Probably the place where your loved ones are, the ones who stay by you even when you are at your worst. The place where unconditional love is found.
One such place is you childhood home, the place where you grow up.
I recently had a wave of nostalgia when I visited my home, the place where I spent my childhood. Where my school was. My school is still there, but it has changed. The building is same, the people have changed. I don't recognise any face there anymore. That made me sad. No semblance of familiarity remained. The teachers were different. I know my teachers moved to bigger and better schools and I know where a few of them are but that I would never see them again with a familiar blackboard behind them made me feel that something is missing.
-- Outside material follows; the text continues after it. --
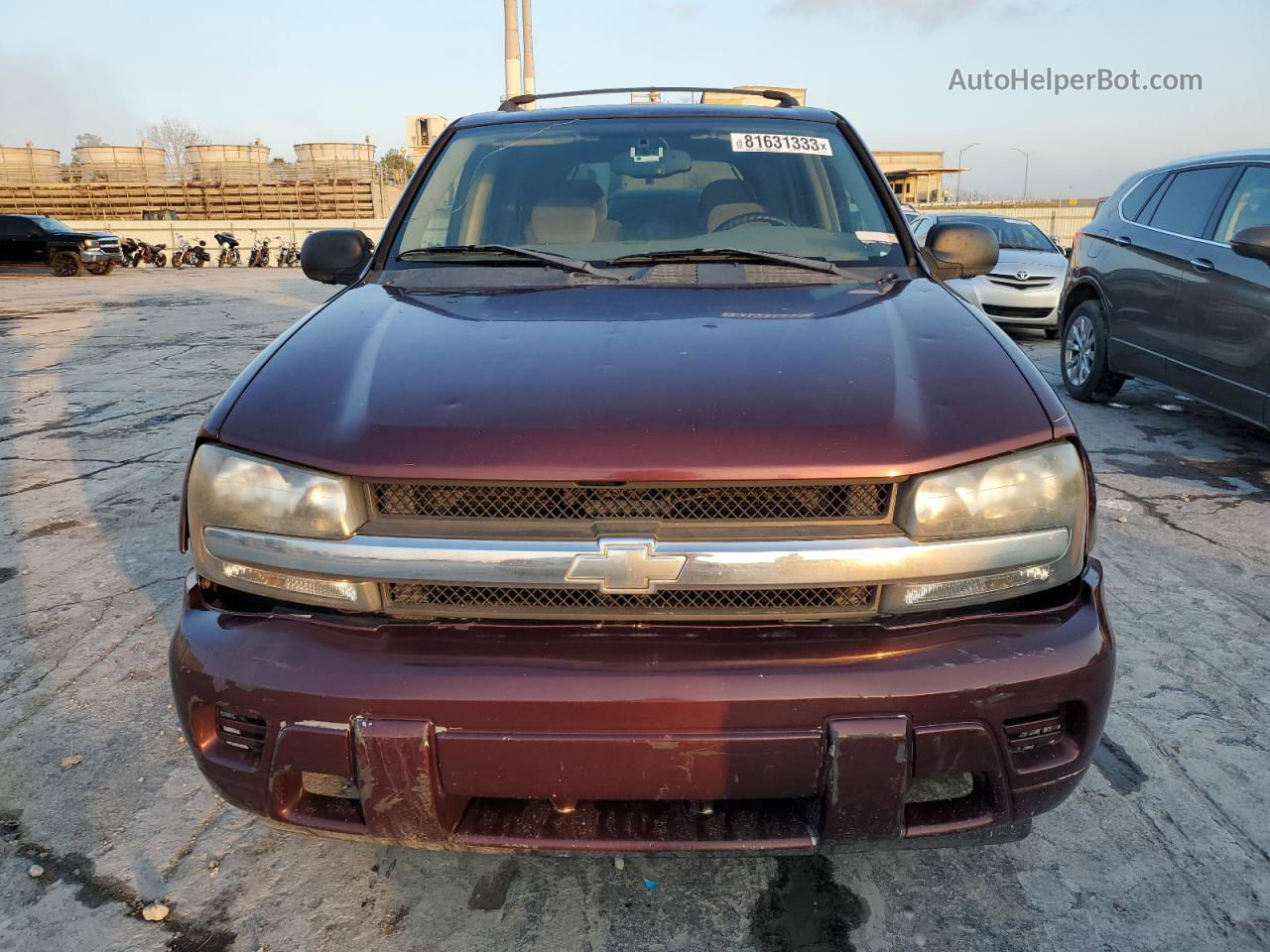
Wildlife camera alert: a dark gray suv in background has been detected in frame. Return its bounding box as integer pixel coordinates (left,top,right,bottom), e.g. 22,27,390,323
1060,150,1270,427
That part of my life, of me, is gone and all that's left behind is memories. Some memories I wince from, but would never trade anything to forget them.

My city has changed too. Big roads, big malls. It has always been changing, progressing, but it never felt so stark when I lived there. Things change, sometimes so much so that it is difficult to compare them to what they used to be. My favorite ice cream shop shut down, and my friend who used to live right across from it moved to some other place, got married, had kids (she is much older than me). So many new restaurants and eateries opened up that I lost track. What used to be a single road with a railway line obstructing it's functioning every now and then, has given way to a flyover with cars zooming through it.
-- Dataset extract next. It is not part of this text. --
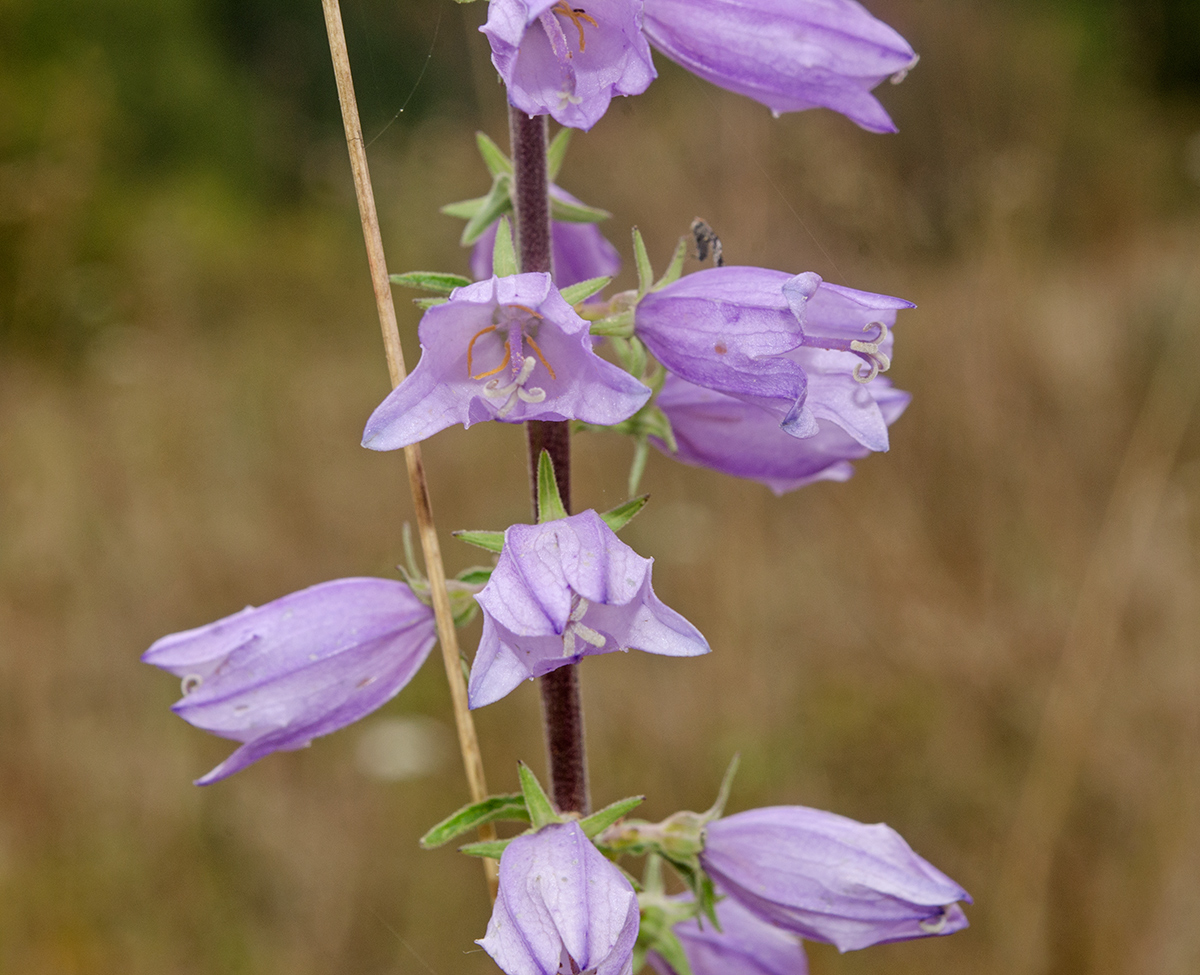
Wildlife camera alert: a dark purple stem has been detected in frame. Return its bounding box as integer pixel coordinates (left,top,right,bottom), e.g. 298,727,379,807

My point here is, things change, and keep changing whether you witness them or not. There is change everywhere, even in us. We keep evolving, that is why people change. Transience is the very nature of life. Trying to grab on to things and trying to keep them that way is futile. Beautiful moments are etched in memory and are beautiful because they cannot be repeated. You find friendships in life and you lose them, because you evolve differently. No two people can evolve the same. If you want to hold on to people you have to embrace the change. And sometimes, letting go is best.
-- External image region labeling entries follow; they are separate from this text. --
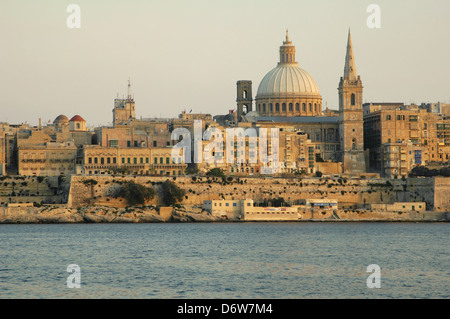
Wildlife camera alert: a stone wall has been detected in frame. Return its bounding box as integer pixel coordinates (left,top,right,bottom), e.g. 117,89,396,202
0,176,70,205
68,176,450,211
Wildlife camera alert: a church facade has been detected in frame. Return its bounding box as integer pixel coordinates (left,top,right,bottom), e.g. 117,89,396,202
236,31,366,174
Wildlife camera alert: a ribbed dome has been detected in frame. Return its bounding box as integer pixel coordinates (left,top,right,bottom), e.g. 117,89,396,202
70,115,86,122
53,114,69,124
256,63,320,98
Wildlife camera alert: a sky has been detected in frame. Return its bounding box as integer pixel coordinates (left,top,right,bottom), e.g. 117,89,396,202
0,0,450,127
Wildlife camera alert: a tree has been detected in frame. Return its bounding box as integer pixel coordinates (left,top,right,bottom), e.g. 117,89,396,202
116,181,155,206
160,180,186,206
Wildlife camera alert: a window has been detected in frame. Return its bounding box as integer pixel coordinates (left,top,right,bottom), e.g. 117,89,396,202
109,140,119,147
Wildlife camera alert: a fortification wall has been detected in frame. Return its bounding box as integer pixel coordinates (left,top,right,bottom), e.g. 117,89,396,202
68,176,442,211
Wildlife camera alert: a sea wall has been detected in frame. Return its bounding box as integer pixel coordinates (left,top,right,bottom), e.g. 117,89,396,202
67,176,450,211
0,205,450,224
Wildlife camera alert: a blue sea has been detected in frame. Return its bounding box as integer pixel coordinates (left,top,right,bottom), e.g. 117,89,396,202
0,222,450,299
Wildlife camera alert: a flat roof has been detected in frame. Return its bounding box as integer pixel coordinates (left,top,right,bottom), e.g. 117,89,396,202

You will find no person or place the same as you left them, that is why the concept of home is so abstract. It raises the issue, if everything is changing, home will also change. Yes, the people who make your home will change, they will evolve, but so will you, and if the bond is worth it, your home will embrace you and make you a part of their life.

The day I left home, I stopped being the constant presence, the people left behind fell into a pattern which functioned without me. They didn't need me yet they needed me. They could live without me, but I constituted their home just as they constituted mine. So when I go back, I feel like a misfit in perfect harmony. Because all of us have changed, but somehow we all align perfectly to make the jigsaw complete.

I guess home is, where you depend on people by choice. Where you trust people completely and where you are always a part of each other's evolution. Where geography doesn't tear you apart. And where it is not a-phone-call-a-day kind of commitment but the I-got-your-back kind of commitment. As someone very wise once said, "Home is where the heart is".